Так питаются москвичи
Когда на следующий день приглашенные собрались к высочайшему завтраку, перед приходом Государя только и слышался вопрос: ушел ли Штюрмер? Но никто не мог дать ответа.
— По моему мнению, что-то неладное случилось со Штюрмером, — заметил один из свитских.
— Почему вы это думаете? — спросили его.
— Штюрмер раньше всегда давал 10 р. на чай шоферу, который отвозил его на вокзал, а вчера ничего не дал, — ответил он.
— Я тоже думаю, — сказал мне губернатор Явленский, — что-то с ним стряслось. Штюрмер неизменно бывал внимателен и любезен со мной. А вчера приезжаю я с вице-губернатором к отходу поезда, вхожу в вагон и прошу камердинера доложить, что мы желаем откланяться. Слышу: камердинер докладывает ему, а он сердито в ответ: «Скажи, чтобы скорее отправляли поезд!» Так и ушли мы, не увидев его. Ничего подобного раньше не бывало.
С вечером в Ставке из уст в уста передавали новость: Штюрмер уволен, на его место назначен Трепов.

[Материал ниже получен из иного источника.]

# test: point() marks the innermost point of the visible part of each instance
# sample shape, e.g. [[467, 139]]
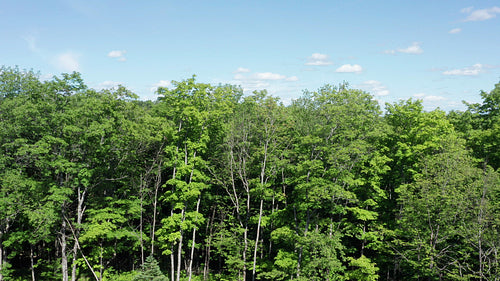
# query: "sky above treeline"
[[443, 52]]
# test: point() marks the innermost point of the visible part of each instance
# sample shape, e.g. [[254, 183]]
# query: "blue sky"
[[442, 52]]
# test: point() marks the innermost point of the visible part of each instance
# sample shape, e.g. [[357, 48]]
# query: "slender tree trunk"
[[172, 256], [32, 263], [2, 254], [155, 204], [206, 268], [179, 248], [79, 217], [64, 258], [141, 240], [257, 240], [190, 268]]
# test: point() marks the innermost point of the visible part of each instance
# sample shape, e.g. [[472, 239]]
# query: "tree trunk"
[[190, 268], [179, 248], [155, 203], [257, 240], [79, 217], [32, 263], [64, 258]]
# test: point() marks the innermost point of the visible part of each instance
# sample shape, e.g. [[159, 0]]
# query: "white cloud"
[[348, 68], [429, 98], [374, 87], [414, 49], [31, 40], [467, 71], [467, 10], [108, 85], [318, 59], [161, 83], [67, 62], [241, 70], [263, 80], [481, 14], [269, 76], [118, 54]]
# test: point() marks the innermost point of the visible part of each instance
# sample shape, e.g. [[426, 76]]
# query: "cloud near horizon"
[[67, 62], [414, 49], [161, 83], [318, 59], [348, 68], [474, 70], [480, 14], [118, 54], [374, 87]]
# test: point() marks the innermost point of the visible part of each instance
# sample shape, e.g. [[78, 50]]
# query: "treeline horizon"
[[206, 183]]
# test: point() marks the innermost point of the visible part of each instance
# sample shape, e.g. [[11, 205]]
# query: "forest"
[[208, 183]]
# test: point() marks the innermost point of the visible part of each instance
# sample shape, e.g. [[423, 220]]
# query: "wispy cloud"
[[67, 62], [414, 49], [474, 70], [118, 54], [31, 40], [261, 80], [241, 70], [348, 68], [161, 83], [108, 85], [481, 14], [374, 87], [429, 98], [318, 59]]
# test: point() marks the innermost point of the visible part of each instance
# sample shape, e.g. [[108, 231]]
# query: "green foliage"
[[150, 271], [222, 186]]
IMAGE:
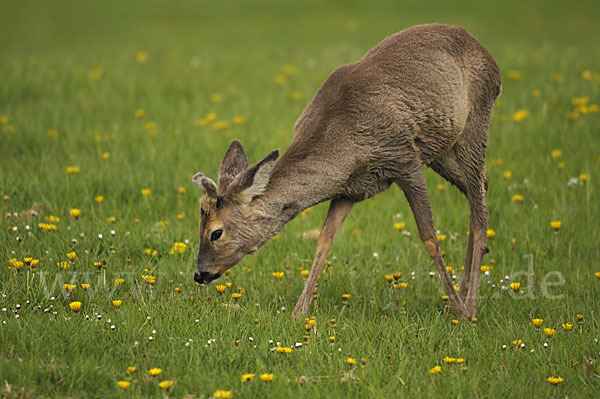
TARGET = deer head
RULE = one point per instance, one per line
(232, 225)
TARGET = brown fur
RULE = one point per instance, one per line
(423, 96)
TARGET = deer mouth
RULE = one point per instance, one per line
(205, 277)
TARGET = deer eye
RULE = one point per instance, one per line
(215, 235)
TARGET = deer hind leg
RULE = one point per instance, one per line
(415, 190)
(470, 155)
(338, 210)
(447, 167)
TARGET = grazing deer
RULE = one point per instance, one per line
(423, 96)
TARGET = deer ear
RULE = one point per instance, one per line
(234, 162)
(205, 184)
(256, 178)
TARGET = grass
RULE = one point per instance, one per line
(71, 89)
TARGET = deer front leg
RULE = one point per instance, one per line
(338, 210)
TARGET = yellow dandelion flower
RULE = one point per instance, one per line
(75, 213)
(549, 332)
(514, 75)
(166, 384)
(220, 288)
(280, 78)
(586, 75)
(278, 275)
(435, 370)
(63, 265)
(238, 120)
(178, 247)
(557, 78)
(520, 115)
(555, 380)
(154, 371)
(216, 97)
(399, 226)
(70, 287)
(556, 153)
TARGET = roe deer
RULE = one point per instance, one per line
(423, 96)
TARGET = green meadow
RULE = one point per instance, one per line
(108, 109)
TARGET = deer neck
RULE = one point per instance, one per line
(297, 183)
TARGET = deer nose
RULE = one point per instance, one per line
(205, 277)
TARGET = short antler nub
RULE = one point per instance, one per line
(205, 184)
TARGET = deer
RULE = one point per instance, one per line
(422, 97)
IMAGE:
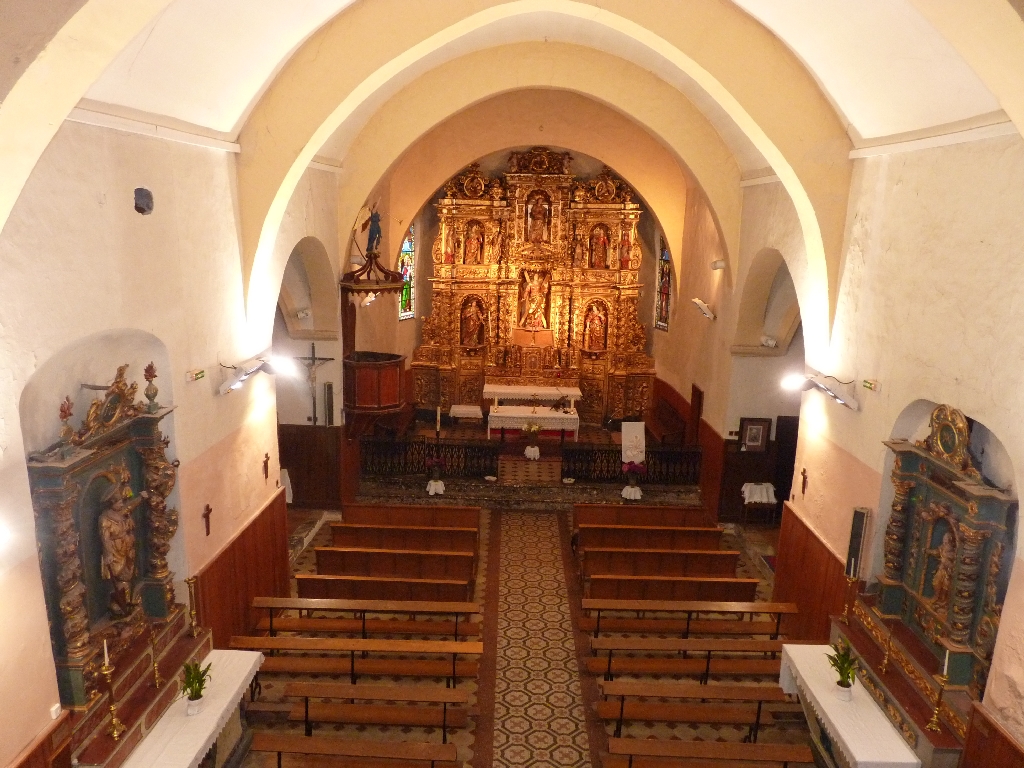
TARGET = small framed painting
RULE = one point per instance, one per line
(754, 434)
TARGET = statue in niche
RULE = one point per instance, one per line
(117, 535)
(474, 244)
(599, 247)
(534, 304)
(472, 324)
(943, 577)
(537, 217)
(594, 328)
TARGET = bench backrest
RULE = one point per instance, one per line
(348, 561)
(659, 562)
(381, 588)
(672, 588)
(408, 514)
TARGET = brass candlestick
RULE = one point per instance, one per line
(193, 625)
(117, 727)
(933, 724)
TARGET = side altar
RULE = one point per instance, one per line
(537, 283)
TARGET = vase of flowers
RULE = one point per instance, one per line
(845, 665)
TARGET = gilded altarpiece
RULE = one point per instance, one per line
(103, 530)
(948, 548)
(536, 282)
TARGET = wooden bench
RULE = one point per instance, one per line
(351, 646)
(682, 665)
(649, 537)
(407, 538)
(658, 562)
(645, 711)
(382, 588)
(363, 753)
(410, 514)
(363, 626)
(379, 714)
(621, 514)
(691, 609)
(406, 563)
(602, 586)
(728, 753)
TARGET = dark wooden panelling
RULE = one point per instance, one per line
(810, 576)
(253, 564)
(51, 749)
(312, 458)
(989, 744)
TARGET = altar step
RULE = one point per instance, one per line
(139, 705)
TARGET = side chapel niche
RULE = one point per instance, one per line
(536, 282)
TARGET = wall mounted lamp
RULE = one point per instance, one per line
(804, 382)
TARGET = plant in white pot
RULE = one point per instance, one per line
(193, 685)
(846, 667)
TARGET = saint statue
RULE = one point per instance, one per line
(599, 248)
(594, 325)
(942, 581)
(472, 324)
(474, 245)
(534, 304)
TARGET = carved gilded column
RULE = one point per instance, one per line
(966, 584)
(896, 530)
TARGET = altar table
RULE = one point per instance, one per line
(517, 417)
(181, 741)
(858, 729)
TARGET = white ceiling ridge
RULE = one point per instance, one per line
(144, 124)
(990, 125)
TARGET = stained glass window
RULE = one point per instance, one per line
(407, 265)
(663, 304)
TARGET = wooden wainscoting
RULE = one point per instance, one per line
(989, 744)
(807, 573)
(312, 458)
(254, 563)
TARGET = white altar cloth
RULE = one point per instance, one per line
(859, 728)
(181, 741)
(517, 417)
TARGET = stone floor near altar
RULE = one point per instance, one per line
(534, 707)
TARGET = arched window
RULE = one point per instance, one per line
(407, 265)
(663, 304)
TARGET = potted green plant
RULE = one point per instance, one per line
(193, 684)
(846, 667)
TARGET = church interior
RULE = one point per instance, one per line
(500, 383)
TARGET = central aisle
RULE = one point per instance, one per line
(539, 712)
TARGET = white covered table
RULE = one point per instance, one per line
(181, 741)
(857, 728)
(517, 417)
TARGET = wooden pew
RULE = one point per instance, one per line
(382, 588)
(363, 626)
(655, 712)
(682, 665)
(411, 538)
(689, 625)
(603, 586)
(354, 667)
(762, 754)
(368, 753)
(411, 514)
(379, 714)
(621, 514)
(658, 562)
(649, 537)
(409, 564)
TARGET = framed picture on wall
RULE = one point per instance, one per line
(754, 434)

Весть об отставке Штюрмера была принята с огромной радостью и в Ставке, и в Петрограде, — кажется, и во всей России. Кроме «распутинцев», к которым он принадлежал, и самых крайних правых как будто никто не жалел о вынужденном уходе случайно вознесенного и естественно упавшего сановника. Даже близкий к нему человек, губернатор Явленский, не выразил ни сожаления, ни сострадания по поводу свержения своего патрона. Но с углублением нашей революции, с разочарованием в союзниках, которым мы были так верны и на которых законно возлагали теперь несбывшиеся надежды, по мере нарастания симпатий к немецкой ориентации в слоях общественных начали расти симпатии к «непонятому» тогда Штюрмеру.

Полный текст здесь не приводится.